Electric cars are in the news as often as the Kardashians. There’s a lot to understand about these trendy, environmentally-friendly vehicles, but to give you an introduction, we outline the basics behind this green mode of transportation.
The major feature of electric vehicles (EVs) is that drivers can plug them in to charge from an electric power source. This differentiates them from hybrid electric vehicles, which supplement an internal combustion engine with battery power but do not have the capability to be plugged in. There are two basic types of EVs: all-electric vehicles (AEVs) and plug-in hybrid electric vehicles (PHEVs).
AEVs include Battery Electric Vehicles (BEVs) and Fuel Cell Electric Vehicles (FCEVs). Both types are charged in part by regenerative braking, which generates electricity from some of the energy normally lost when braking. They also obtain charge from the electrical grid. AEVs are typified by the fact that they only use electricity, as their name would suggest. AEVs usually have ranges of 80 to 100 miles, while a few luxury models have ranges up to 250 miles. Depending on the type of charger and battery your AEV has, it can take from 30 minutes up to a full day to charge it, so be cognizant of that if you are planning on choosing an AEV.
A plug-in electric vehicle (PHEV) is another choice. PHEVs run on electricity for shorter ranges (six to 40 miles), then switch over to an internal combustion engine that runs on traditional gasoline, when the battery is depleted. Powering the vehicle with electricity from the grid reduces fuel costs, cuts petroleum consumption and reduces emissions. But PHEVs give you the option to switch into using a regular internal combustion engine when the electricity range is surpassed, which is often a selling point. Depending on the model, the internal combustion engine may also power the vehicle at other times, such as during rapid acceleration or when using heating or air conditioning. Whether you decide upon a PHEV or an AEV for your electric vehicle, is up to your life, your environment and your energy/environmental preferences.

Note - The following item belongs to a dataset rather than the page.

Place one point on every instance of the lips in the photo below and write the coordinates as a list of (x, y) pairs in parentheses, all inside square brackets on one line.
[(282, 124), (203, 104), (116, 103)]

Speaking mechanically, there are a lot of factors that set electric vehicles apart. Though these differences are often hard to detect (besides the fact that the car runs silently, that tends to be a big clue-in), they are vast and can be found primarily under the hood. These variances include such functions as: a typical gasoline engine is replaced by an electric motor, an electric motor gets its power from a controller and the controller gets its power from an array of rechargeable batteries. As well, a gasoline engine, with its fuel lines, exhaust pipes and coolant hoses tends to look like a plumbing project. An electric car, on the other hand, definitely looks like a wiring project.